Discrimination of previously learned tones is not impaired by NCM fadrozole (FAD) and baclofen/muscimol (BM) injections. BM was administered in 3 increasing volumes: 100, 200 and 500 nL. Neither drug affected discrimination of previously learned tones. Daily performance (different colors are different animals) is shown in (a); logistic regressions in (b, c). Insets in (a-c) show GO and NO-GO trial performances.

Figure 4.

Oral fadrozole (FAD) administrations before auditory learning task. Performance was analyzed using combined (left), GO (middle) or NO-GO trials (right). (a-c) First vs last day whole-day performances. FAD decreased combined-trial whole-day performance (a). Hit rates were unchanged, but (b) there was a trend for an overall reduction in rejection rates (c). (d-f) Logistic regressions. FAD did not affect any learning curves parameters, except for producing a trend for a higher intercept in the GO trials due to FAD. Insets in d-f are all from one representative subject. Dots around 0 and 1 represent incorrect and correct responses respectively, which are the data used for the logistic regressions. (g-i) Reversal learning (first 50 trials of day one vs last 50 of previous day).
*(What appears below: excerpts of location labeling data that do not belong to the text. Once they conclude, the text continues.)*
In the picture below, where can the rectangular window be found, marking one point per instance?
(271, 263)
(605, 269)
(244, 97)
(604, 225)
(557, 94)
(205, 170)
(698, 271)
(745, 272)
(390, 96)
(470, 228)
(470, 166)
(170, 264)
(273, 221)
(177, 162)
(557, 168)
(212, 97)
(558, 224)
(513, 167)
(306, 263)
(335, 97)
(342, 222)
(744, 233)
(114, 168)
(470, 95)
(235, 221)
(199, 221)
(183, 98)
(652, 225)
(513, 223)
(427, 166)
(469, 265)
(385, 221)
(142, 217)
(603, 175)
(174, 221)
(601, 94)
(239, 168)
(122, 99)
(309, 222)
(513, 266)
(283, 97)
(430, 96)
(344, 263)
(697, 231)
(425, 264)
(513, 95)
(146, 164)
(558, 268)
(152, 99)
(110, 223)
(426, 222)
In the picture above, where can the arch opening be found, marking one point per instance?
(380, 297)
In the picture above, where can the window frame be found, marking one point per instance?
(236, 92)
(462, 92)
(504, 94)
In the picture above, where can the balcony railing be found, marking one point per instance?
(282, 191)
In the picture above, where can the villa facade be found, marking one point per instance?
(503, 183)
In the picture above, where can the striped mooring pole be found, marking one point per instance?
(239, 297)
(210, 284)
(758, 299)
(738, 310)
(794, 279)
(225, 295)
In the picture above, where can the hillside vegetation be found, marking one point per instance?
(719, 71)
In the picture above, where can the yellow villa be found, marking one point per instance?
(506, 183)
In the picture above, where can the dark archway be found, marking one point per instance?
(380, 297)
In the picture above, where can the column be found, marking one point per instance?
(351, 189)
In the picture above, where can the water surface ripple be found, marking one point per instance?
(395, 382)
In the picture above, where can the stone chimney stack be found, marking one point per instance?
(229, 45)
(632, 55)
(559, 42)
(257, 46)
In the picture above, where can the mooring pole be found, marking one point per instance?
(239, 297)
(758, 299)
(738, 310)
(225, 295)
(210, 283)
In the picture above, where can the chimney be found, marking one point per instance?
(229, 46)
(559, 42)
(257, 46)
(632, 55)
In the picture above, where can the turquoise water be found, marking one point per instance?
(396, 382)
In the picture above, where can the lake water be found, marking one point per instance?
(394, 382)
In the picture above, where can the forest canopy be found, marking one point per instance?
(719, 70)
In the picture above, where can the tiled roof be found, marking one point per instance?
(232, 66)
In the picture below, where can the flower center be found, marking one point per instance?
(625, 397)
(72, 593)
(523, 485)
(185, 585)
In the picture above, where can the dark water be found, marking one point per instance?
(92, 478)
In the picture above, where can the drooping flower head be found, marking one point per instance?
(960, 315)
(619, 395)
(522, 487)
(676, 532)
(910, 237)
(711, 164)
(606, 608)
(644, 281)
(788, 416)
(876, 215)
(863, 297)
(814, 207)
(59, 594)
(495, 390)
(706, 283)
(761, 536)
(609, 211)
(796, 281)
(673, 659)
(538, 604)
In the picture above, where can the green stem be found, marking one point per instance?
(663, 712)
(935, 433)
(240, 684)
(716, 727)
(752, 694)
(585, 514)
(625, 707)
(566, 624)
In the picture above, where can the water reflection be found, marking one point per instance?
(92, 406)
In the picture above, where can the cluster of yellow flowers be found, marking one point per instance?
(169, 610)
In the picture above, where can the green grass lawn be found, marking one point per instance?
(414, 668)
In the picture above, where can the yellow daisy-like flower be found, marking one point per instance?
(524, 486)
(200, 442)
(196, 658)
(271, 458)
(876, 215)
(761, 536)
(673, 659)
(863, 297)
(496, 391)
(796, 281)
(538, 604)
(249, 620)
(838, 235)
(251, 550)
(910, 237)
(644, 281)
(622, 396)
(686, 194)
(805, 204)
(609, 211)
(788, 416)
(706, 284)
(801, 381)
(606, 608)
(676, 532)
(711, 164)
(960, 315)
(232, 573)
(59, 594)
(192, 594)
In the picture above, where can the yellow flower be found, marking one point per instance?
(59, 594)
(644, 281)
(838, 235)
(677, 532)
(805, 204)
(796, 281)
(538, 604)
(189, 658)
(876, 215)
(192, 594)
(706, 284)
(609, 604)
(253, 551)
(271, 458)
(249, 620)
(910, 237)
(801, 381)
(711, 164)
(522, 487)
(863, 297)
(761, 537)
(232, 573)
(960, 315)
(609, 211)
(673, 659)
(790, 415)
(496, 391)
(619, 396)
FAD did not affect combined trials (g), but there were trends for an increase in hit rates on the first day (h) and for a decrease in rejection rate on the first day (i). *p < 0.05; ^#p < 0.1.

Figure 5.

Discrimination of previously learned tones is not impaired by oral fadrozole. Whole-day combined-trial performance is shown in (a); combined-trial logistic regressions in (b, c). Insets show GO- and NO-GO-trial performances.